Staff represenation needed for small businesses, say TUC

Three years after the majority of UK workers won the right to be represented by a union, six million employees in small firms are still being denied a voice at work, according to a report from the TUC.

In the report, ‘The next step: Trade union recognition in small enterprises’, produced by the TUC and four of its member unions, Amicus, GPMU, KFAT and Unifi – it is claimed that nowhere else in Europe is there a "similar bar to unions wanting to recruit and represent people" in businesses with 21 or less employees. Furthermore, current UK union recognition law is "arbitrary, discriminatory, irrational, inconsistent with international law and out of step with other countries", the report says.

The TUC report says there are 5.4 million employees currently working for establishments with less than 19 staff. Over a fifth (21.8%) of the UK workforce is employed in the small firms sector, and female workers are more likely than men to be denied a voice by the small firms exemption, as almost a third of UK women employees (compared to just over a quarter of men, 26%) work for smaller firms.

Although unions have no legal right to recognition in small companies, it is often workers in this sector who are in need of the most protection, the TUC said.

With low union membership and recognition levels, smaller enterprises usually have lower rates of pay, bigger gender pay gaps, and poorer health and safety records than larger companies which recognise unions.

Despite evidence suggesting that small employers stand to gain a great deal from working with unions, the Employment Relations Bill published earlier this week contained no proposals to extend union recognition laws to cover workplaces employing 21 people or less.

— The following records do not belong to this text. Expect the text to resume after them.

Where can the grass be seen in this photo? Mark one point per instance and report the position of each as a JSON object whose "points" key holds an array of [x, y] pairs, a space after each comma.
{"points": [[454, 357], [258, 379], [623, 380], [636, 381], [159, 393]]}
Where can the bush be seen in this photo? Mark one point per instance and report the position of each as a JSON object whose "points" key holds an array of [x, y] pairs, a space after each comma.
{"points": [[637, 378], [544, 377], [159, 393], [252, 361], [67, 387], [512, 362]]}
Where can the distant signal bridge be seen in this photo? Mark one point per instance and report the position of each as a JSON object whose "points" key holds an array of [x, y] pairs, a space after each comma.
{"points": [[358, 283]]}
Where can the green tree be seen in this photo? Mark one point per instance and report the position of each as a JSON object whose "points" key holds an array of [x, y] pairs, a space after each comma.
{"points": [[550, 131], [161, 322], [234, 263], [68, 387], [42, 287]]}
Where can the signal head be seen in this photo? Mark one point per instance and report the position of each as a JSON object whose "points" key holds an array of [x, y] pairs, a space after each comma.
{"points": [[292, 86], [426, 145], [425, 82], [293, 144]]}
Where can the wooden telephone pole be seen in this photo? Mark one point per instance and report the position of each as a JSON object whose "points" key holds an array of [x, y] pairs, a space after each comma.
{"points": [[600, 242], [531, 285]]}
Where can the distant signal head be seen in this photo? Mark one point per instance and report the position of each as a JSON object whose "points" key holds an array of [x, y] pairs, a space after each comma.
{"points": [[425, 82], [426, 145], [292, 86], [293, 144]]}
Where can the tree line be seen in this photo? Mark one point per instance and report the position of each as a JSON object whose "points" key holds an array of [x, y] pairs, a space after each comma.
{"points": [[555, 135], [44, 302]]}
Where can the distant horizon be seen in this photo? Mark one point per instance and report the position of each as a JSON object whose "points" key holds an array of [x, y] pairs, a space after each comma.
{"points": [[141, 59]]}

TUC General Secretary Brendan Barber said: "Once again UK workers find themselves getting a raw deal compared to workers in the rest of Europe. As a result of the changes in recognition law three years ago, thousands of UK workers in medium-sized and large firms now have a union to speak for them at work. There is no logical reason to continue to deny the same rights to six million others just because they work for small employers."